Pour la rédaction de ce texte nous avons travaillé avec trois Editions de l’ouvrage « Les damnés de la terre » de Frantz Fanon. Nous avons travaillé avec la première édition, celle de 1961, l’édition de 1971 puis celle de 2002 avec la préface d’Alice Cherki et la postface de Mohamed Harbi.
Nous allons phase par phase donner un aperçu de la vie de Frantz Fanon (biographie, bibliographie), puis proposer un résumé à son ouvrage. Ensuite nous dégagerons l’environnement théorique qui structure « les damnés de la terre », enfin nous proposerons en guise de conclusion notre analyse de l’ouvrage.
1. Un aperçu de la vie de Frantz Fanon :
Franz Fanon est né à Fort-de-France le 20 juillet 1925. Il fut Médecin psychiatre, écrivain, et combattant anti-colonialiste. Ayant fait ses études supérieures à la faculté de médecine de Lyon il fut nommé, en 1953, Médecin-chef de l'hôpital psychiatrique de Blida en Algérie. Il est l’auteur d’un certain nombre d’ouvrage comme :
« Peaux noires, masques blancs », publié en 1952 ;
« L’An V de la Révolution Algérienne » publié en 1959.
En marge de ses ouvrages, Frantz Fanon est l’auteur de plusieurs articles, ce sont :
«Le syndrome nord-africain » publié en 1952 dans la revue esprit ;
« Racisme et culture » en 1956, au premier congrès des écrivains noirs ;
« Culture et Nation » en 1959, au deuxième congrès des écrivains noirs.

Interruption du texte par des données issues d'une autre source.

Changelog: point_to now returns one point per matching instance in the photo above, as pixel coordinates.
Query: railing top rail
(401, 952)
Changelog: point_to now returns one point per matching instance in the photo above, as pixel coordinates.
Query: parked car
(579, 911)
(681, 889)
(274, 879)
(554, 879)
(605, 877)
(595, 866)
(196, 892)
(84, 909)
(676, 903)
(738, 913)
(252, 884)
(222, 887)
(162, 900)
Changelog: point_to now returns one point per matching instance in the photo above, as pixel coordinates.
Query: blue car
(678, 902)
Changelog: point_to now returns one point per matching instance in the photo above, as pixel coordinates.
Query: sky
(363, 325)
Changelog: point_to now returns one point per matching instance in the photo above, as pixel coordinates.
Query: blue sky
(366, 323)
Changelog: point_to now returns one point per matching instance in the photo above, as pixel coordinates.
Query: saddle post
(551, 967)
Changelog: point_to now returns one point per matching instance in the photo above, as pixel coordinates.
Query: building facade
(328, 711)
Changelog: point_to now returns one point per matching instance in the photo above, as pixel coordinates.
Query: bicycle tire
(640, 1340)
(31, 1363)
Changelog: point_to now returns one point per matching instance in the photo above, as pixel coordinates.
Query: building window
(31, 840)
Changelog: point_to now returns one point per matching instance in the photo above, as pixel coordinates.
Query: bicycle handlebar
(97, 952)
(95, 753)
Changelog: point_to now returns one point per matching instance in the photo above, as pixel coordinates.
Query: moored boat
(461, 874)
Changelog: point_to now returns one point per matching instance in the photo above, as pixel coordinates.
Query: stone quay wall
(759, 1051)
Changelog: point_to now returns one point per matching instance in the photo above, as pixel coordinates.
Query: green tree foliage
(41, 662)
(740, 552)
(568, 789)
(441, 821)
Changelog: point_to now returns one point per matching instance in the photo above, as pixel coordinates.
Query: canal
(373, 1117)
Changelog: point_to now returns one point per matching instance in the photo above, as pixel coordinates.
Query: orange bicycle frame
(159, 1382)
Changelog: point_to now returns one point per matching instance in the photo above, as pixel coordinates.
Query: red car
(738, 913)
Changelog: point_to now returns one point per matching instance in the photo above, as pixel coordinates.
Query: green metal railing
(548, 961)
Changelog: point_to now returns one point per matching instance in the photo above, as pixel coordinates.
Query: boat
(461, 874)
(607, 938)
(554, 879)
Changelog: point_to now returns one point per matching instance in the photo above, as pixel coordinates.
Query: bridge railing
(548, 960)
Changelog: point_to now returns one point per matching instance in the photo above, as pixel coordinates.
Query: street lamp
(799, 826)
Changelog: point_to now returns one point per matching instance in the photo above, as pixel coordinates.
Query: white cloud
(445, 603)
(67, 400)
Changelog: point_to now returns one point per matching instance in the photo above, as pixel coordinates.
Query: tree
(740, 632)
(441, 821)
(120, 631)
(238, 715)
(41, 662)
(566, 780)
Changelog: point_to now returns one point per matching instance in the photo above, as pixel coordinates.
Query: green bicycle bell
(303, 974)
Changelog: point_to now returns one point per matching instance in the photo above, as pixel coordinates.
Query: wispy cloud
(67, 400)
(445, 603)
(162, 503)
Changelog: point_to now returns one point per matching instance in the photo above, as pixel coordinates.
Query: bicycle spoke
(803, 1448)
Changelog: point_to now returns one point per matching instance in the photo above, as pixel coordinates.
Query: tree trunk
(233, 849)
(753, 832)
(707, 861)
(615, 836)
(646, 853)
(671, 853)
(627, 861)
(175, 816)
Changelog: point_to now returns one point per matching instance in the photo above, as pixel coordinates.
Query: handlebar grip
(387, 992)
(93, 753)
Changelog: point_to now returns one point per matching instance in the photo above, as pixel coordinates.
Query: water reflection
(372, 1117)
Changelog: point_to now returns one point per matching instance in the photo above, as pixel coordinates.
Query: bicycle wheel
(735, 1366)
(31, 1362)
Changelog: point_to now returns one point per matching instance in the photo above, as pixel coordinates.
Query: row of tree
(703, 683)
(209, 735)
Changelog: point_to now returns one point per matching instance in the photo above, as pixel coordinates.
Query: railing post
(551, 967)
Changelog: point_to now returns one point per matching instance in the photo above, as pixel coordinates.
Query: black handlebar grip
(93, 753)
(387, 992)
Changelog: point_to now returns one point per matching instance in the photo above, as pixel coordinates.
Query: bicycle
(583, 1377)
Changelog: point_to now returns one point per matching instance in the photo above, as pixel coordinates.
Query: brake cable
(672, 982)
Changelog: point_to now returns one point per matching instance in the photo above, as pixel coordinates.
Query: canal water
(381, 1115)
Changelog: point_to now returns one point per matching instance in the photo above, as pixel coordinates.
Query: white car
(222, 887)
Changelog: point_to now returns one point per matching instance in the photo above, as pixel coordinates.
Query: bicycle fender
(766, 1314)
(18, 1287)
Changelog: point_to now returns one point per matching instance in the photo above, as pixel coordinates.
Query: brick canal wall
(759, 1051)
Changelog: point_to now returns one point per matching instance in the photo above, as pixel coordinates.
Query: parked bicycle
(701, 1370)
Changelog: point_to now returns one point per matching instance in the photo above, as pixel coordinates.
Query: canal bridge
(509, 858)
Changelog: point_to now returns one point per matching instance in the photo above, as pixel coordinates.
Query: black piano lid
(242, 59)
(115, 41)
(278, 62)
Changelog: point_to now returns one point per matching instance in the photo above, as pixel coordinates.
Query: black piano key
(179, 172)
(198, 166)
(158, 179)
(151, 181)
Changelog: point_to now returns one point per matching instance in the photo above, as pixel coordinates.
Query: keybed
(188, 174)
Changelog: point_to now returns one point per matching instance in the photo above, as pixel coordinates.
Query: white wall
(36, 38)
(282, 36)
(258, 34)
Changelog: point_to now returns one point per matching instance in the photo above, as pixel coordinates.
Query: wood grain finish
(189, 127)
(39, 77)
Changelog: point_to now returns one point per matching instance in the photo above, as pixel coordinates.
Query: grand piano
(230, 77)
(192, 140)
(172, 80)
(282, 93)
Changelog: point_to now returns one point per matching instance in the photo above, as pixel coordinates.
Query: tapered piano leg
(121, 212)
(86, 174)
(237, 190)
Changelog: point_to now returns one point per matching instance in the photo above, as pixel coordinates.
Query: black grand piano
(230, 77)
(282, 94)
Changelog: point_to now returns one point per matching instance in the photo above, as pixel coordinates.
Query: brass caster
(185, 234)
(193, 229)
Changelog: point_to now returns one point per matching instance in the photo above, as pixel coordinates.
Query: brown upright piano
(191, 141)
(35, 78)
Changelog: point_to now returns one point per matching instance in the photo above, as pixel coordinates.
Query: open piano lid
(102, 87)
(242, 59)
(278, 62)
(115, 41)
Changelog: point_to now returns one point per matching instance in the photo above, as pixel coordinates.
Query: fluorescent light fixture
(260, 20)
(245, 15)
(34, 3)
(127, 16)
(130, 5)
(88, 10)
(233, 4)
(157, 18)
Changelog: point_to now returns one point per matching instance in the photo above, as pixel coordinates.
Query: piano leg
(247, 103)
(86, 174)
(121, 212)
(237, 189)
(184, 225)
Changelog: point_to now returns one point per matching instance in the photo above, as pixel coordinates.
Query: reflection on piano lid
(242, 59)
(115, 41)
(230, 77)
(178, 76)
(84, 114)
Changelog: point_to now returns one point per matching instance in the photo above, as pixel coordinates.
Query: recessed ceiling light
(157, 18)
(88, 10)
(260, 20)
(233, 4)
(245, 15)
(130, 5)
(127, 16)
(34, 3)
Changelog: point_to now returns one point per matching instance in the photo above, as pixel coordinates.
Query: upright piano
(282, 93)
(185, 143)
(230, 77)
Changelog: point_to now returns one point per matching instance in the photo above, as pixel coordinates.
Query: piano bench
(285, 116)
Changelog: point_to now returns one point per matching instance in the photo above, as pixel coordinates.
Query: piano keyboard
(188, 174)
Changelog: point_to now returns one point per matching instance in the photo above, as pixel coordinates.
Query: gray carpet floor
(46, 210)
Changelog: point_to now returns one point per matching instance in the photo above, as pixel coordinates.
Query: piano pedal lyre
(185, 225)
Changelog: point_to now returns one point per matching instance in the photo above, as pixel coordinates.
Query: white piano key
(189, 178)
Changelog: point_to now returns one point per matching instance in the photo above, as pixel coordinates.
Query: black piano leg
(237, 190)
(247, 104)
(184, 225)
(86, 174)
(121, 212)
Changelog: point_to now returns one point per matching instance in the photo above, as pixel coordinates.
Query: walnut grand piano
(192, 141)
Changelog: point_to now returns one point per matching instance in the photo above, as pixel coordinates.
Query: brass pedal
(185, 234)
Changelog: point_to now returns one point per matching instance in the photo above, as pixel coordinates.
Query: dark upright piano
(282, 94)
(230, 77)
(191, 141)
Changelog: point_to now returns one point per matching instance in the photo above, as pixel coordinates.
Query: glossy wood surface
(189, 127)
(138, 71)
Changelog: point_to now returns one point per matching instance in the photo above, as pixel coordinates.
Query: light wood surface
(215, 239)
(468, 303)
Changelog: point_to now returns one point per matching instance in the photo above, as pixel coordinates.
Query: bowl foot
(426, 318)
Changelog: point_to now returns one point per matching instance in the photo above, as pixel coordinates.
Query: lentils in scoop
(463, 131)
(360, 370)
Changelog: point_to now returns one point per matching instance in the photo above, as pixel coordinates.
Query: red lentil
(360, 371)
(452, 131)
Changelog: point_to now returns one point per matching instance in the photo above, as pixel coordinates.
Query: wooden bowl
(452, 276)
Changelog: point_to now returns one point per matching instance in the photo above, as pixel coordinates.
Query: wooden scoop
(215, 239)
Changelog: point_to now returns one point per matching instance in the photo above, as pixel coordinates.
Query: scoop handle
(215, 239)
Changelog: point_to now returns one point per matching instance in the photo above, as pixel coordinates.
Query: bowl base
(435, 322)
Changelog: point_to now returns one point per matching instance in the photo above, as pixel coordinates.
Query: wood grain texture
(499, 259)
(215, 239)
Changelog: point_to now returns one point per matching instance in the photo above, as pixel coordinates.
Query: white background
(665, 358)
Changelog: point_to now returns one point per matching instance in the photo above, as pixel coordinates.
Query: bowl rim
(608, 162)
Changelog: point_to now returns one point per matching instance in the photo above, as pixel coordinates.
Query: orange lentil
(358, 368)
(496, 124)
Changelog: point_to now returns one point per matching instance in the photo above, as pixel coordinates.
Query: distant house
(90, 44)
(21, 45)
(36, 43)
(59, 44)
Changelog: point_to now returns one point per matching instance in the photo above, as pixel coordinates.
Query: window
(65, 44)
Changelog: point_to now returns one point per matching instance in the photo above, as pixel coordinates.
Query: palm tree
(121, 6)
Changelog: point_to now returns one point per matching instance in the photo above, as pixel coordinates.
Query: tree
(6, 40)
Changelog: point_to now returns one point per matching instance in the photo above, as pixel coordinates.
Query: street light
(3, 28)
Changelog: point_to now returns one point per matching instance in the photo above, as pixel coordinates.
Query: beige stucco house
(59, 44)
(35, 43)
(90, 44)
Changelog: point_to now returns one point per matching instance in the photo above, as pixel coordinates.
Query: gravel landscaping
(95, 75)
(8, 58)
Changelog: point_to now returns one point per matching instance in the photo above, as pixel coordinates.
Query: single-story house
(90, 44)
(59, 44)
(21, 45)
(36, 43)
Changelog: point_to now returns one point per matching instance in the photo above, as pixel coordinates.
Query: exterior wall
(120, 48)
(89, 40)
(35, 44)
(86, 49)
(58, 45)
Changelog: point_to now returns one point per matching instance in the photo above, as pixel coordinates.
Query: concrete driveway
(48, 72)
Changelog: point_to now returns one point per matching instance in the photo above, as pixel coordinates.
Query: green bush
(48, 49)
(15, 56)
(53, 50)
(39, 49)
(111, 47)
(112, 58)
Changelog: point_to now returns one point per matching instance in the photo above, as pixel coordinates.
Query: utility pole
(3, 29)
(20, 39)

En plus de sa production littéraire et scientifique (en tant que psychiatre) Fanon est militant anti-colonialiste, et est ainsi en faveur l’indépendance des colonies du monde entier. Dès lors il se lance en 1956 aux côtés des forces Algériennes, deux ans après le début de la guerre de libération nationale en Algérie. Fanon rejoint d’ailleurs le Front de Libération Nationale (FLN) mais à Tunis, lui-même étant expulsé d’Alger du fait de ses prises de positions connues. Au sein du FLN, Fanon occupa plusieurs fonctions, il fut notamment membre de la rédaction du journal, "El Moudjahid", il fut chargé de mission auprès de plusieurs Etats d'Afrique noire puis ambassadeur du Gouvernement provisoire de la République Algérienne (GPRA) au Ghana. D’ailleurs à partir de cette période Fanon parcourra l’Afrique subsaharienne, et de ce fait il sera le promoteur d’une véritable indépendance d’avec le colonisateur. On est déjà en 1959, et Fanon imagine la possibilité d’un Front qui partirait du Mali, pour traverser le Sahara et rejoindre les combattants algériens. Mais en décembre 1960, Fanon découvre qu’il est atteint d’une grave maladie, et qu’il lui reste un an à vivre ; c’est à cette période qu’il commence la rédaction de « les damnés de la terre ».Il décède à Washington le 6 décembre 1961, à l'âge de 36 ans, des suites d'une leucémie myéloïde et est inhumé au cimetière des Chouhadas de Tunis.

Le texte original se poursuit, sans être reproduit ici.